なお、JDLAはC認証の一般申請受付開始に先立ち、以下の企業について、同認証基準に基づく審査を完了し、本日付けで初のC認証取得企業として正式に認証したことを発表した。
- 株式会社ABEJA
- 富士ソフト株式会社
- 株式会社Elith
- 株式会社ステッチ
- 株式会社Algomatic
- 株式会社経営共創基盤
- 株式会社キカガク
- EY新日本有限責任監査法人
- 株式会社Rosso
これらの認証取得企業はC認証ロゴおよび認証取得の事実を、自社Webサイト、会社案内、IR資料、営業資料などに表示できるという。これにより、顧客や取引先、株主・投資家などのステークホルダーに対し、自社のAIガバナンス体制が第三者認証を取得していることを示せるとのことだ。
C認証(AI Governance Core Certification)概要
- 名称:C認証(AI Governance Core Certification)
- 認証機関:一般社団法人日本ディープラーニング協会(JDLA)
- 運用開始日:2026年8月4日(火)より一般申請の受付開始
- 対象組織:業種・規模を問わず、AIを開発・提供、または業務で利用・導入するすべての法人(民間企業、自治体その他の公法人を含む)
制度対象の詳細
同認証制度の認証対象は、個別のAIツールの性能ではなく、企業や自治体が組織としてAIを適切に管理・運用できているかという「ガバナンス体制の仕組み」そのものである。具体的には、①利用するAIの把握、②リスク対応組織の設置、③リスクアセスメント、④リスク対応といった4つの中核的な指標のみを審査。AIを安全かつ継続的に利活用するために必要な、基本的な体制に特化しており、AIガバナンスに取り組むための実践的な第一歩として位置付けているとのことだ。

申請方法・費用・有効期間
C認証の申請にあたっては、JDLA指定の専門知見を持つ「認定コンサルティング企業」による現状確認や体制整備の伴走支援を経て、JDLAへ必要書類を提出する流れとなる。
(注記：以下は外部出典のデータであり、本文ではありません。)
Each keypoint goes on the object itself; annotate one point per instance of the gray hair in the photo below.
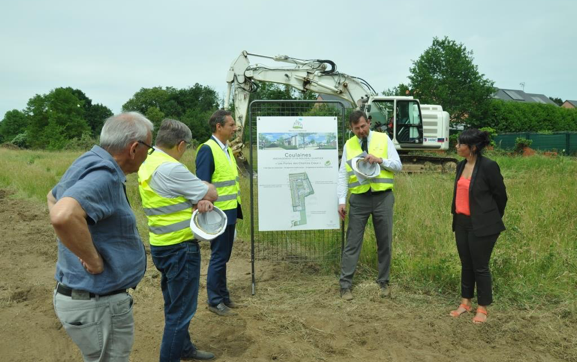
(121, 130)
(172, 132)
(218, 117)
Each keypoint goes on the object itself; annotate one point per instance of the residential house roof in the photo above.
(517, 95)
(328, 97)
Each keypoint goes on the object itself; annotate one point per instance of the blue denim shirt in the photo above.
(97, 182)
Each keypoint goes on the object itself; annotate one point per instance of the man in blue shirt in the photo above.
(100, 254)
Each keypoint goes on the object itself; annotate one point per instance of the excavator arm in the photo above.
(319, 76)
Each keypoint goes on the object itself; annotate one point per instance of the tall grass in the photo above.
(534, 261)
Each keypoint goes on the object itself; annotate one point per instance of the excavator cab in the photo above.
(399, 118)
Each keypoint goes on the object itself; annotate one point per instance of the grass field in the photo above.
(534, 262)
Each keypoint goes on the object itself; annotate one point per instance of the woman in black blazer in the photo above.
(479, 200)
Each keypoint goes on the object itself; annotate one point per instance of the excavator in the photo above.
(410, 125)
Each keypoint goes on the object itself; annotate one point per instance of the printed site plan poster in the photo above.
(297, 173)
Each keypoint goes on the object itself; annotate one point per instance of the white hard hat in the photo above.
(208, 225)
(365, 169)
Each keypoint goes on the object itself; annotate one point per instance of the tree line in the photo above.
(444, 74)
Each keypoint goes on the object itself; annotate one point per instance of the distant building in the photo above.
(516, 95)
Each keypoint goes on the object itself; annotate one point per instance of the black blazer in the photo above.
(487, 197)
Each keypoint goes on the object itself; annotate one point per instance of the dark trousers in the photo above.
(362, 206)
(221, 250)
(474, 253)
(180, 268)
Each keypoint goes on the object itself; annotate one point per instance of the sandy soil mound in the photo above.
(296, 314)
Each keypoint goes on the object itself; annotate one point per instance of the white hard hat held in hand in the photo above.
(208, 225)
(365, 169)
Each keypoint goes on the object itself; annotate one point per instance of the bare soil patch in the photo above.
(296, 314)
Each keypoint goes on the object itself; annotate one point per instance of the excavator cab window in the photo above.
(409, 123)
(382, 116)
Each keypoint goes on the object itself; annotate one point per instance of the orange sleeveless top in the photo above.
(462, 198)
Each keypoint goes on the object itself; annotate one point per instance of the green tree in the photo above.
(445, 74)
(13, 124)
(192, 106)
(95, 116)
(55, 118)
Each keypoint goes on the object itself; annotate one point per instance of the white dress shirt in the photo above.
(172, 180)
(391, 163)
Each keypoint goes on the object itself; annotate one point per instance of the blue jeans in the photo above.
(221, 249)
(180, 268)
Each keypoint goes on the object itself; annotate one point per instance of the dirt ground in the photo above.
(296, 314)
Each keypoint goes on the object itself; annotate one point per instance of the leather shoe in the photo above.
(233, 305)
(221, 309)
(198, 355)
(385, 291)
(346, 294)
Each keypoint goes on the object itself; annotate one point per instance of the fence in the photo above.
(565, 142)
(301, 245)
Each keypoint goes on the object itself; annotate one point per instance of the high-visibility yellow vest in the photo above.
(377, 147)
(225, 177)
(168, 218)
- 現状確認・体制整備支援:認定コンサルティング企業が現状を確認し、認証基準に沿ったAIガバナンス体制の整備・構築の手続き等を説明・支援する
- AIガバナンス体制の構築:利用しているAIの把握、組織体制の整備、リスクアセスメント、リスク対応などを実施
- 認証申請:必要書類を整備し、企業・自治体からJDLAへ認証申請を行う
- JDLAによる審査:JDLAが認証基準への適合状況を確認する
- 認証委員会による認証付与:認証委員会による確認を経て、認証基準を満たしている場合は認証が付与される
認証の有効期間は2年間。認証取得後は、整備したAIガバナンス体制を継続的に運用する必要がある。有効期間満了時には更新審査を受け、認証基準を引き続き満たしていることや、実際に体制が運用されていることを確認するという。更新審査を行うことで、体制が社会の変化に応じて継続的に維持・運用される状態を担保するとのことだ。
認定コンサルティング企業
AIガバナンス体制構築に関する知見・実績を有し、C認証制度に基づく体制整備を支援するJDLA会員企業を「認定コンサルティング企業」として登録。認定コンサルティング企業は、申請企業のAIガバナンス体制構築を支援し、申請に向けた準備を効率的に進める役割を担うという。この支援体制により、法人によっては最短約2ヵ月程度で体制構築から認証取得まで進めることが可能だとしている。なお、認定コンサルティング企業は、体制構築の支援のみを担い、認証審査はJDLAが独立して実施するとのことだ。
なお、現時点での認定コンサルティング企業は、先行認証取得企業のうち株式会社ABEJA、株式会社Elith、株式会社Algomatic、株式会社キカガク、EY新日本有限責任監査法人、株式会社Rossoの6社が登録済みであり、今後、登録企業は順次追加される予定だとしている。